Como homem de esquerda que sou, de vez em quando ressinto-me de escrever neste jornal pró-NATO. Esta semana é um desses casos, pois imagino que, nesta edição, todos os meus colegas cronistas estarão a condenar, sem reservas, a invasão russa, que na verdade não é uma invasão, mas uma “intervenção militar” para “libertar” a Ucrânia, como tão bem explicou o ministro Serguei Lavrov.

Não têm sido dias fáceis para esquerdistas como eu, enrolados que estamos a tentar arranjar justificações. Quando são os imperialistas americanos a invadir, as palavras de ordem de condenação são logo definidas de início e todos as repetimos em uníssono até à exaustão. É como a unicidade sindical em versão de protesto.

Dada a confusão que reina pelas hostes, resolvi explicar aqui as várias tendências e o posicionamento que cada tribo deve tomar perante a “intervenção militar”. Pelo menos neste canto do jornal há um safe space de esquerda que percebe que a Ucrânia provocou a Rússia, tal como uma vítima de violação não é vítima pois envergava provocadora mini-saia. O principal argumento da defesa é que “estava a pedi-las”, mas que pode ser enunciado de várias maneiras conforme se é de esquerda ou de extrema-esquerda. Noutros casos, seria um argumento machista, mas aqui pode utilizar-se. Afinal de contas, a esquerda está sempre do “lado certo da História”.

Eu sou mais esquerda-Robles, que se distingue da esquerda-caviar pois é uma esquerda empreendedora em alguns negócios imobiliários imorais. Normalmente tem uma coluna num jornal diário, onde escreve textos com chavões destinados a levantar os aplausos dos esquerdistas, ainda anónimos, que buscam pedigree canhoto para serem aceites pela tribo. A esquerda-Robles escreve textos de argumentação embrulhada, tentando justificar a intervenção com argumentos básicos como “a Ucrânia não era uma verdadeira democracia”. São os reis do “sim, mas…”.

Já a esquerda-caviar, cuja versão nacional é a esquerda-Lux, distingue-se da esquerda-Robles pois nunca foi empreendedora, sendo constituída, na maioria, por investigadores das ciências sociais e intelectuais bolsa-dependentes. Na questão ucraniana destilam ódio aos EUA, mas não tanto à UE, pois sonham com tacho em Bruxelas.
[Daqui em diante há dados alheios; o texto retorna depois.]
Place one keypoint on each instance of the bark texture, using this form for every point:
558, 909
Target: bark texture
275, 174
Já a esquerda-whatabout passou a semana a lembrar que não nos indignámos com igual veemência nos casos da Síria ou do Iémen. Sem argumentos para justificar a invasão russa, passam ao whataboutismo e recordam invasões do imperialismo americano. Vivem no Twitter sob o cobarde anonimato de perfis falsos.

Quanto à esquerda-tacho, que só é de esquerda para mamar na teta do Estado (como sabemos, o Estado é da esquerda), a sua primeira reacção foi a de se indignar com a guerra e esquecer-se do histórico guião canhoto de apoiar quem está contra os americanos. Daqui a uns tempos estarão numa manifestação qualquer pela paz e este breve e irreflectido desvio “natoísta” será esquecido.
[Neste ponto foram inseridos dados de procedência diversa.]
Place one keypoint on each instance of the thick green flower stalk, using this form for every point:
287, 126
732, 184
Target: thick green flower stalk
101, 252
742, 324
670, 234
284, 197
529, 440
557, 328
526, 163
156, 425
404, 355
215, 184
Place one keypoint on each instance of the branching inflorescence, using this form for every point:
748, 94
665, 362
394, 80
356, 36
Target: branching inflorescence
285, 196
Resta a esquerda-Pavlov, que assim que ouve a palavra NATO começa a ladrar. Tão alto que não ouve o desespero das vítimas no meio da guerra. Esta esquerda ainda estava na ressaca das celebrações da derrota americana no Afeganistão e foi surpreendida sem roteiro ideológico. No fundo, gosta do sr. Putin, pois ainda sonha com a restauração do império soviético, mas vê-se numa posição difícil, dado que há repressão dos manifestantes na Rússia e fica mal não condenar esses abusos.
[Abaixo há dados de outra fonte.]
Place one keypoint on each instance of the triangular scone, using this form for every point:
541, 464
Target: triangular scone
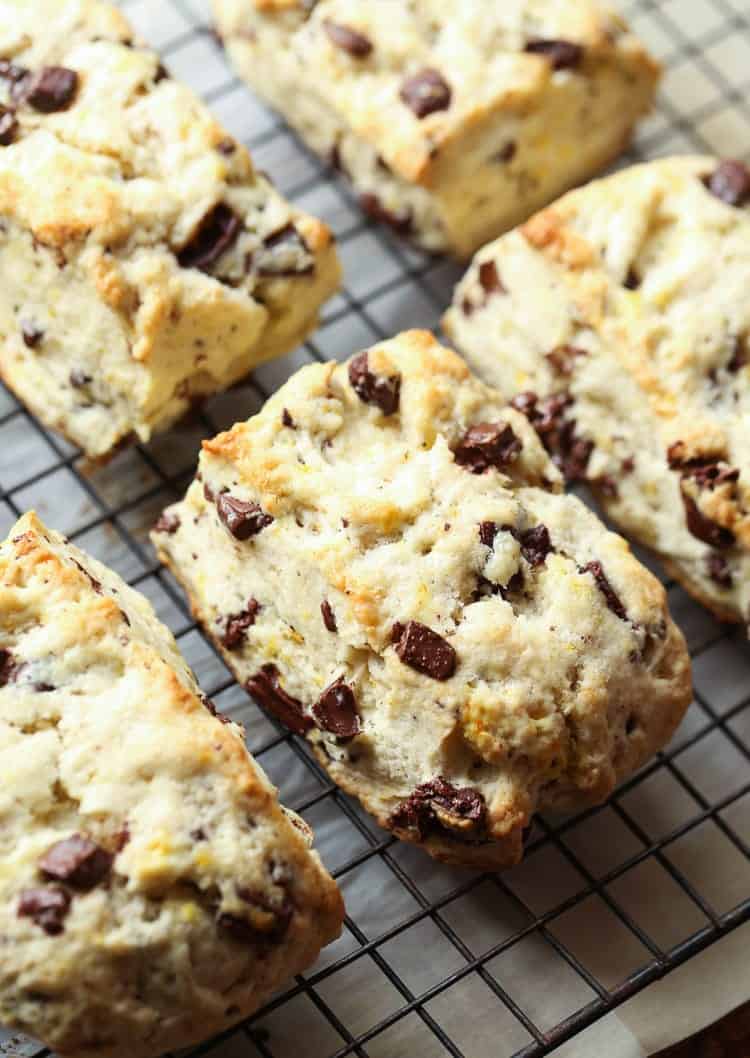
152, 891
385, 559
146, 262
619, 320
453, 120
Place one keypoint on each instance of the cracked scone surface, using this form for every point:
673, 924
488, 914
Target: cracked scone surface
386, 562
620, 321
454, 120
152, 891
146, 263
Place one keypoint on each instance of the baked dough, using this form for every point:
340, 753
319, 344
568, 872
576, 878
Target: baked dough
385, 560
145, 262
152, 891
619, 321
454, 120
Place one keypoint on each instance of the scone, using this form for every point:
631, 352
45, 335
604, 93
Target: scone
454, 120
145, 262
152, 891
619, 322
386, 563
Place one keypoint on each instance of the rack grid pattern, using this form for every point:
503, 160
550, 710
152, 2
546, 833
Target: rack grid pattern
423, 943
E não podemos esquecer-nos da esquerda que padece da conhecida patologia da coluna vertebral, a “coluna elástica”, e que anda a dar mortais para trás desde 1939. Condenava os nazis até os soviéticos assinarem o pacto Molotov-Ribbentrop, a partir do qual os nazis não eram tão maus assim. Tiveram de exercer a difícil arte do contorcionismo ideológico e, desde aí, nunca mais perderam o hábito de explicar o inexplicável. As suas piruetas acrobáticas para justificar os seus apoios internacionais e as suas mudanças de opinião conforme Moscovo mandava são atracção de craveira internacional. No caso da Ucrânia, começaram por “compreender” as razões e, agora, encontram-se numa situação complicada. No entanto, assim que passar algum tempo e haja paz, voltarão a afirmar a sua natural superioridade moral.